10 Эпоха петровских преобразований актуализирует эстетический потенциал панегирической поэзии, которая, с одной стороны, играла роль связующего звена новой русской словесности с европейской литературной традицией, с другой же стороны, была ориентирована на решение внутренних вопросов, связанных с утверждением авторитета светской власти в общественном сознании. Панегирическая поэзия петровского времени с ее насыщенной эмблематикой, официозной риторикой и барочным орнаментализмом стремилась запечатлеть в сознании читателя колоритный и масштабный образ царя-демиурга – созидателя, победителя, просветителя. Для достижения этой цели нередко использовались не только выразительные возможности силлабического стиха, но и сопутствующий визуальный антураж.

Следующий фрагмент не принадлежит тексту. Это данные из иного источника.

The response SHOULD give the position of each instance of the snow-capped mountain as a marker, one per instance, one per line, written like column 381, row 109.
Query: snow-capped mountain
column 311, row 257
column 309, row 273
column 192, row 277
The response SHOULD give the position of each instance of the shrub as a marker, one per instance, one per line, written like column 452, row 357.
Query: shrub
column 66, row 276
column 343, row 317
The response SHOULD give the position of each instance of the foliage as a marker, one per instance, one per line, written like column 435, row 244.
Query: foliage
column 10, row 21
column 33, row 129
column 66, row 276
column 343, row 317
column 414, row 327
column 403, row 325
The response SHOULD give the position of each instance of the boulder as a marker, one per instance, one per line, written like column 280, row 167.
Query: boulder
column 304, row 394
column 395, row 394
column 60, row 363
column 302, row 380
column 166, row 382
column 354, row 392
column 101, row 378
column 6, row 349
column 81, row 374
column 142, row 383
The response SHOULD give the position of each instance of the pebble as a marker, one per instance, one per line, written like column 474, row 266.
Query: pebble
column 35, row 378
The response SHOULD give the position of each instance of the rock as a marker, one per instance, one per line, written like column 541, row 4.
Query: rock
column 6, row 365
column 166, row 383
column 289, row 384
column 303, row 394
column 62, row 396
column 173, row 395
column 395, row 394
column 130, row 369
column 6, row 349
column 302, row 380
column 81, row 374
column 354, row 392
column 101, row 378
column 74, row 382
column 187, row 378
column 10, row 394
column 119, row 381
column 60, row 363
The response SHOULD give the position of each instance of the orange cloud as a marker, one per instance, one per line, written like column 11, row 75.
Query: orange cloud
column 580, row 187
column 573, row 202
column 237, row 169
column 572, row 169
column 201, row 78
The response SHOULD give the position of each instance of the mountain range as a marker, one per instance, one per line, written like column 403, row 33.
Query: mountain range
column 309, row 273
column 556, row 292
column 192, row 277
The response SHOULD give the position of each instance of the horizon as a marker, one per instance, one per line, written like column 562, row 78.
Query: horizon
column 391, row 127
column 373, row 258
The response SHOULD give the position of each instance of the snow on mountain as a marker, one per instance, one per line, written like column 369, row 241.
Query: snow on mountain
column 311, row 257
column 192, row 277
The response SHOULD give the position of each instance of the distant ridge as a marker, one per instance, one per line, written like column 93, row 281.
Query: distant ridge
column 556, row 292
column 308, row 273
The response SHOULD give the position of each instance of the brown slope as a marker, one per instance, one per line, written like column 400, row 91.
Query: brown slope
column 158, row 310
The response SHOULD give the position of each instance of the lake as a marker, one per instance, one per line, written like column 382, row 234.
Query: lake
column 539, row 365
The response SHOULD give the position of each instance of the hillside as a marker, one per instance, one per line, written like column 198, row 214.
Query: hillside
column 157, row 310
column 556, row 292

11 Показателен в этом отношении первый печатный панегирик, сочиненный И.Ф. Копиевским и изданный в 1700 году в Амстердаме под названием “Слава торжеств и знамен побед пресветлейшаго и августейшаго, державнейшаго и непобедимейшаго, великаго царя и великаго князя Петра Алексеевича всея Великия, и Малыя, и Белыя России самодержца”. Он был приурочен к победоносному завершению Азовской войны (1686–1700). Издание представляет собой небольшую книжку (32 с.), которая помимо двух стихотворных текстов (“Песнь победная” и “Безсмертная слава преславных дел противу турком …”) содержит гравюру голландского мастера Я. Нахтгласа с изображением сидящего на троне Петра I. Гравюра насыщена державной эмблематикой, что призвано подчеркнуть мировое величие российского государя: над увенчанной короной головой Петра расположен российский герб с изображением двуглавого орла; царский трон окружают двенадцать аллегорических фигур, олицетворяющих различные добродетели монарха (мудрость, воинскую доблесть, милосердие, щедрость и т.п.); у подножия трона распростерлись поверженные турки, подносящие русскому царю короны иностранных государств; слева от трона представлены эпизоды взятия Азова, справа ангелы развернули карту Азова и демонстрируют ее царю-победителю.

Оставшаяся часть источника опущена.